Lo gastronómico es muy fuerte. Hay en muchos un rescate de festividades como la de Pesaj, que es la fiesta de la liberación, y se festeja cuando algún familiar lejano invita. Los libros, lecturas que pudieron haber quedado de algún abuelo. Algún viaje. Sobre todo, la necesidad de recuperar relatos, de preguntar a los mayores por los que ya no están, cómo fue aquella historia.
¿Con qué nos encontramos cien años después, pensando en el Bicentenario y ese homenaje que entonces no se hizo?
Con una rica trayectoria de historias de vida que se eslabonan y marcan una orgullosa tradición. También nos encontramos con una sociedad muchísimo más pluralista, democrática y abierta. Se fueron superando y derribando las manifestaciones del prejuicio, siempre marginales y minoritarias, aunque fueran esgrimidas desde ámbitos de poder o se fomentaran interesadamente.

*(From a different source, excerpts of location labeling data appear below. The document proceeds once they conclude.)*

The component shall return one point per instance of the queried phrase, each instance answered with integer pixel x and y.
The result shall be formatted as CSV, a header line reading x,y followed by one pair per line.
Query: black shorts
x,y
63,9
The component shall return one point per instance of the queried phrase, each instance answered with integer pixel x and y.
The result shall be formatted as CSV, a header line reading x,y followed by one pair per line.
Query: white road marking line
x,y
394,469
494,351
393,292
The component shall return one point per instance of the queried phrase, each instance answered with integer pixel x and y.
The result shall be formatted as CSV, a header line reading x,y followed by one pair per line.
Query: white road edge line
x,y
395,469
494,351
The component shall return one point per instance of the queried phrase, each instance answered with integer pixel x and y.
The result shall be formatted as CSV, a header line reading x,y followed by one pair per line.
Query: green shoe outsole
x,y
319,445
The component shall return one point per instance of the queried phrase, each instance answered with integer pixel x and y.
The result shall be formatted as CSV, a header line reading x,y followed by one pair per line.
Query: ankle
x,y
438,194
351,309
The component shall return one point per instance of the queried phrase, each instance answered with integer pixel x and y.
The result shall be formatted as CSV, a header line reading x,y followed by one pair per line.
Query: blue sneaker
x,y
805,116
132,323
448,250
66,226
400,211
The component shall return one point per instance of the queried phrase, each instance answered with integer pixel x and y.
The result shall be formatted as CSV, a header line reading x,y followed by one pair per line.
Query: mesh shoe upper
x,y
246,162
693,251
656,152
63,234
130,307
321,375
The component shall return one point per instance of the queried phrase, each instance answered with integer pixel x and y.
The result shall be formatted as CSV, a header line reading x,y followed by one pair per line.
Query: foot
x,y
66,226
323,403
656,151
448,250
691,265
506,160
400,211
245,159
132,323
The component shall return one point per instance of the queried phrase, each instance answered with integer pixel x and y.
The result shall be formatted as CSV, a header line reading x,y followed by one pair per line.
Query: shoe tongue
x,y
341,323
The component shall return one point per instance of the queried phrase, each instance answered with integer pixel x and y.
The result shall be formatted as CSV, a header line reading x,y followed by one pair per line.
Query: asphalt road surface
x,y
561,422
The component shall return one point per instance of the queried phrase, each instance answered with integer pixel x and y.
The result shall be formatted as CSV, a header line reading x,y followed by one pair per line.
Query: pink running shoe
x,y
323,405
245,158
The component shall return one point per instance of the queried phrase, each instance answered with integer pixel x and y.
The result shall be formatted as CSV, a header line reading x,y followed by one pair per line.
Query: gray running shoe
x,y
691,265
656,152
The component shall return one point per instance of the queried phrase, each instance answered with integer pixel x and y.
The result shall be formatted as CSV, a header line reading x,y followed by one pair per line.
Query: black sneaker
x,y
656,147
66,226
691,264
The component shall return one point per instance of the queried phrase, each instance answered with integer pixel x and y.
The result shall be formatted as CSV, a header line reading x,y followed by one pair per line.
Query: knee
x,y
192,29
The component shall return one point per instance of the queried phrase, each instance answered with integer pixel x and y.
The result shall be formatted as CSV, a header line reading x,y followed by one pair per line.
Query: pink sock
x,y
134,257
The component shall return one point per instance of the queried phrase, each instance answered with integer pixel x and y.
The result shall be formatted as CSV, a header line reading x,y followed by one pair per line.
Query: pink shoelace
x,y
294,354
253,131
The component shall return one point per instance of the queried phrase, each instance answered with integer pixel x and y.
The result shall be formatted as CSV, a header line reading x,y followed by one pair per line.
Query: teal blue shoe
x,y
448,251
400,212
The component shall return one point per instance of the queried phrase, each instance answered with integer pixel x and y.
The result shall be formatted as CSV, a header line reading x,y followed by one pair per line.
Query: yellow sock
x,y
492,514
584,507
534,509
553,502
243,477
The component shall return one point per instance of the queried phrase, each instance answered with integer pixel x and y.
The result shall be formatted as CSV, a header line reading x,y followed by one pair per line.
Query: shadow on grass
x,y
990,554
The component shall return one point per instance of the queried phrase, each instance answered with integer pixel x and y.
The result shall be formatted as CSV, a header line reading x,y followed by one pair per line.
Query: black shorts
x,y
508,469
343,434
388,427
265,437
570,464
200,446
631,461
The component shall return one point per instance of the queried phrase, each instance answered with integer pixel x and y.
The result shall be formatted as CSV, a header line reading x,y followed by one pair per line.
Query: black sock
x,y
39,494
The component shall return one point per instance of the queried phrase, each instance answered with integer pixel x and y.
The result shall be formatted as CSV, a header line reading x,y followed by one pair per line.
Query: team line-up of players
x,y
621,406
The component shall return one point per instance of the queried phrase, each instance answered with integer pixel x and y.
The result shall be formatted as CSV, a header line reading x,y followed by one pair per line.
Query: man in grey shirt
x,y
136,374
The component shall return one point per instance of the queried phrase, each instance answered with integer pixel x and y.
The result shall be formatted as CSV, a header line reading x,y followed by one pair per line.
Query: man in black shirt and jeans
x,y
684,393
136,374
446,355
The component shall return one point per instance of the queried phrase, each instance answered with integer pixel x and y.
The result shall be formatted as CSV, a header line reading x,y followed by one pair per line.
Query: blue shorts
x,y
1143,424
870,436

¿Se realizaron aquellos sueños?
Yo creo que sí: el imperativo de la educación estaba presente; el de tener un lugar donde arraigar, crecer, estudiar. El imperativo de la inserción cultural y social anidaba también en esos primeros inmigrantes. Ellos lo ligaban a conservar la tradición y la religión, eso se perdió bastante. La Argentina inmigrante del trabajo con tesón, la del esfuerzo con promesa de arraigo y ascenso social, los ideales de un mundo mejor Si uno calibra, cerca del Bicentenario, la cantidad de judíos que están ligados al campo cultural y científico, de la palabra, del pensamiento, del conocimiento y del arte, confirma que esa participación es inmensa. Es una utopía que se concretó, aun enfrentando terribles dolores y pérdidas, y que pudo realizarse de un modo tal que pondría orgullosos a aquellos antepasados.